Di Chaliastre

Di Chaliastre or Khalyastre (די כאַליאַסטרע, from Polish "halastra" - gang[1]) was a Jewish avant-garde[2] expressionist-futuristic[3] group of poets, who worked in Warsaw between 1919 and 1924.

[4] Seth L. Wolitz divided the group's history into three periods: (1) the year 1919, with the Łódź group associated with Yung-yidish; (2) the transitional period 1921–1922, with the group surrounding Mikhal Vaykhert (Michał Weichert) and Alter-Sholem Kacyzne's Ringen; and (3) the golden period of 1922–1924, which spawned Di Khalyastre, Vog (The Scales; edited by Melech Ravitch), and Albatros, the most thoroughly avant-garde expressionist journal of Uri Tsevi Grinberg.

[4]The first edition of the almanac with the title "Khalyastre" was published in Warsaw in 1922; the editors were Peretz Markish and Israel Joshua Singer.
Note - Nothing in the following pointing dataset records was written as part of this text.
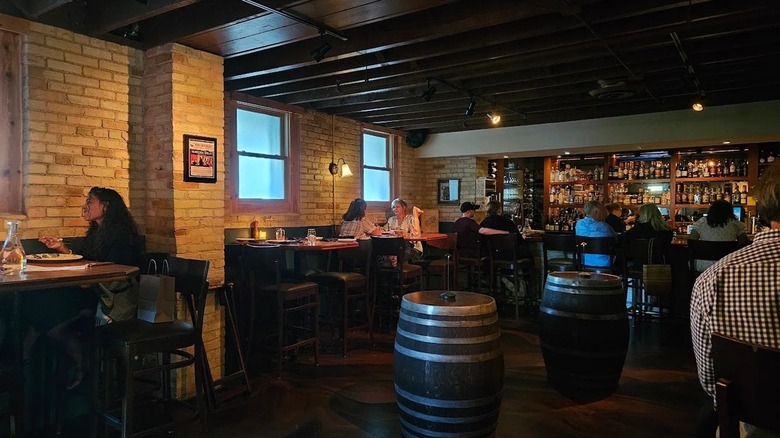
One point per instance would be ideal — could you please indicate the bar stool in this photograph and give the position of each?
(349, 284)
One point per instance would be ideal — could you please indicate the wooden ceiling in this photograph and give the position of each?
(536, 61)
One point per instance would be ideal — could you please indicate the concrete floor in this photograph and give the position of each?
(659, 394)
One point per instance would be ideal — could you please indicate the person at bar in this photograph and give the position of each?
(719, 225)
(355, 223)
(593, 225)
(112, 236)
(750, 294)
(469, 230)
(614, 219)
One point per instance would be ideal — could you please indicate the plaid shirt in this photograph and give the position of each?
(738, 296)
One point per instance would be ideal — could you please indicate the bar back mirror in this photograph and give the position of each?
(449, 191)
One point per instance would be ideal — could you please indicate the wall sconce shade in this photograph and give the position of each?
(333, 168)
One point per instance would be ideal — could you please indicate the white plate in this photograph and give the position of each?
(53, 257)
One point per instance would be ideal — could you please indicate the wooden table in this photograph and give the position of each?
(29, 282)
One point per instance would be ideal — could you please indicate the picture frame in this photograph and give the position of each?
(448, 191)
(200, 159)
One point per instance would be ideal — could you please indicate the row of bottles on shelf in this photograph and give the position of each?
(704, 194)
(567, 172)
(620, 194)
(631, 170)
(711, 168)
(563, 219)
(575, 194)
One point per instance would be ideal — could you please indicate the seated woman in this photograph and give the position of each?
(112, 236)
(355, 224)
(719, 225)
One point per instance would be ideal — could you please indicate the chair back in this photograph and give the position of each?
(596, 246)
(191, 282)
(747, 384)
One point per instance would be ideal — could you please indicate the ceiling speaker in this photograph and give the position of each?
(416, 139)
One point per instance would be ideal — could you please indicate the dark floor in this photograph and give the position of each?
(658, 395)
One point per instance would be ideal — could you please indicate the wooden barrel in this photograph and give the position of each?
(583, 333)
(448, 365)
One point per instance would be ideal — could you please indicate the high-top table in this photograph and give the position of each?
(49, 276)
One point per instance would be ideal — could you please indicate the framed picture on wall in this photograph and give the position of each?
(200, 159)
(449, 191)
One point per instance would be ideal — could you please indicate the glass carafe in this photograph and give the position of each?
(12, 258)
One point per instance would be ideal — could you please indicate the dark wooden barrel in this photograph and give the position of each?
(583, 333)
(448, 365)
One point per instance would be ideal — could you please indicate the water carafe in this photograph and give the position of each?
(12, 258)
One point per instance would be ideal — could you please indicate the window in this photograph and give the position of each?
(377, 166)
(264, 158)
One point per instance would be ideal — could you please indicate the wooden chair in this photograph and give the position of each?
(127, 341)
(472, 262)
(296, 304)
(391, 282)
(595, 246)
(565, 243)
(504, 263)
(443, 263)
(350, 284)
(748, 385)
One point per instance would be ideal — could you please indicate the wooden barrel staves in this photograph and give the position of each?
(448, 364)
(583, 332)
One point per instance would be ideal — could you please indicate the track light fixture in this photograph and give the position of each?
(428, 94)
(470, 109)
(319, 53)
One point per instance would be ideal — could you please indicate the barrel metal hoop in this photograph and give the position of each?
(488, 320)
(448, 340)
(587, 316)
(448, 358)
(589, 291)
(438, 403)
(431, 433)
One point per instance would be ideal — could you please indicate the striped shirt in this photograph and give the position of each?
(738, 296)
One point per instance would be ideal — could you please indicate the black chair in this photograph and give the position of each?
(709, 251)
(471, 261)
(349, 284)
(128, 342)
(295, 304)
(391, 282)
(565, 243)
(503, 262)
(443, 262)
(748, 385)
(596, 246)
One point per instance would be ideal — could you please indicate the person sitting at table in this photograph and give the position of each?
(720, 225)
(614, 220)
(407, 224)
(112, 236)
(593, 225)
(355, 223)
(468, 230)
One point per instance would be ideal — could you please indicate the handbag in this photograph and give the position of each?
(657, 278)
(157, 295)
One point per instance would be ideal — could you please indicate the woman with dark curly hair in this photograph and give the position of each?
(719, 225)
(112, 236)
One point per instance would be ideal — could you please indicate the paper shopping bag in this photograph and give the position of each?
(156, 296)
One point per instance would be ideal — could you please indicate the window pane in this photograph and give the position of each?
(260, 178)
(376, 185)
(374, 150)
(259, 133)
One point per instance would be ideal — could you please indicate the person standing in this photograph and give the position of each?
(593, 225)
(613, 219)
(754, 319)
(We, the young, a happy, boisterous gang / We're trodding on an unknown path / through deeply melancholic days / through nights of fright / Per aspera ad astra!).

The books of the leaders of "Khalyastre" caused a wide resonance - "Nakete Lider" ("Naked Poems", 1921) by Melech Ravitch, "Mephisto" ("Mephistopheles", 1922) by Uri Zvi Greenberg, and "Di Coupe" ("Heap", 1922) by Peretz Markish, in which the theoretical propositions proclaimed by the group - the renewal of the poetic language, the exaltation that explodes verse and the "revolution of the spirit" - are expressed with vivid artistic force.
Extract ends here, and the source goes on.